The papers all run reports of Microsoft’s offer to settle its antitrust lawsuit with the government. The WSJ says the company has offered to alter the contracts it reaches with personal-computer makers and Internet service providers to avoid requiring the exclusive or near-exclusive distribution of MS products. The paper also says the odds that this will be accepted are “slim.”

The WP fronts, and the NYT stuffs, word from England that Britain’s highest court ruled that Augusto Pinochet is not immune from prosecution for human rights abuses merely because he’s an ex-head of state. While the ex-Chilean dictator will for the time being remain under house arrest in a London manse, the decision makes it possible, explains the Post, that he could be tried in any of the 112 nations that have signed the international treaty making torture a crime. The tricky part is that Britain didn’t sign the treaty until 1988 and Pinochet relinquished power in 1990, which the court ruled, means only those two years of his activities could be used to establish his criminal liability.

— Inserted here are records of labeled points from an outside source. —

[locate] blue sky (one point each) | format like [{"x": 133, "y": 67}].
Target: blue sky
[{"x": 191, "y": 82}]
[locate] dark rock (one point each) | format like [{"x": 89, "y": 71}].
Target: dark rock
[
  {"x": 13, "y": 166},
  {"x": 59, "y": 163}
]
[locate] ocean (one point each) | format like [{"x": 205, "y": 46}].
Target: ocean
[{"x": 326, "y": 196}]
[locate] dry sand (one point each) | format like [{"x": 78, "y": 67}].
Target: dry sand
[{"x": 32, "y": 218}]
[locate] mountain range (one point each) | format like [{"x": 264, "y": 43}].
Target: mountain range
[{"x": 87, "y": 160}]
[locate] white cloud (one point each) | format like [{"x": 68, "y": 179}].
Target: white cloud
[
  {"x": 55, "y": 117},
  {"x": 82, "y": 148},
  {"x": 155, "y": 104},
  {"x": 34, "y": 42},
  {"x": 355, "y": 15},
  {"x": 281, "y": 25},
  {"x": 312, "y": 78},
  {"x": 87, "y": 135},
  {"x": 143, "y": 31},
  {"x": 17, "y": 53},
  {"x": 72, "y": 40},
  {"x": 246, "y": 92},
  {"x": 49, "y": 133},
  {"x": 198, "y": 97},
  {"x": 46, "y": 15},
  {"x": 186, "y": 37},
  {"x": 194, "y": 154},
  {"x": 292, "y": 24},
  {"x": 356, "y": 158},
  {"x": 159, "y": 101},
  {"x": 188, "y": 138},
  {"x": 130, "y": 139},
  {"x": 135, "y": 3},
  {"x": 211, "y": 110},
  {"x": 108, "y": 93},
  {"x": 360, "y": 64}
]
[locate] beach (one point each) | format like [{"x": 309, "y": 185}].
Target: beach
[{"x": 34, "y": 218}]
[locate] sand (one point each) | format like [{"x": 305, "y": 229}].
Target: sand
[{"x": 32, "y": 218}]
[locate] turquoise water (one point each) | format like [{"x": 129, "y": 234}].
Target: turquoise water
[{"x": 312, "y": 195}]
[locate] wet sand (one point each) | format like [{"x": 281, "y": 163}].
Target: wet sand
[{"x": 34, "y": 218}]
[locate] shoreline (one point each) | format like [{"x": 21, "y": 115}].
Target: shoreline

Following front-page coverage in the NYT last week, the WP reports on the mushrooming protests in New York against Mayor Giuliani’s handling of that controversial police shooting of an unarmed African immigrant. The paper’s story, run inside, notes that celebrity arrestees are quickly multiplying, and the NYPD didn’t help itself when its chief took a break from the scandal to jet off to the Oscars on a corporate junket. The story notes that the chief did suggest NYC cops apologize to citizens they stop but don’t end up arresting. Why isn’t that a department policy?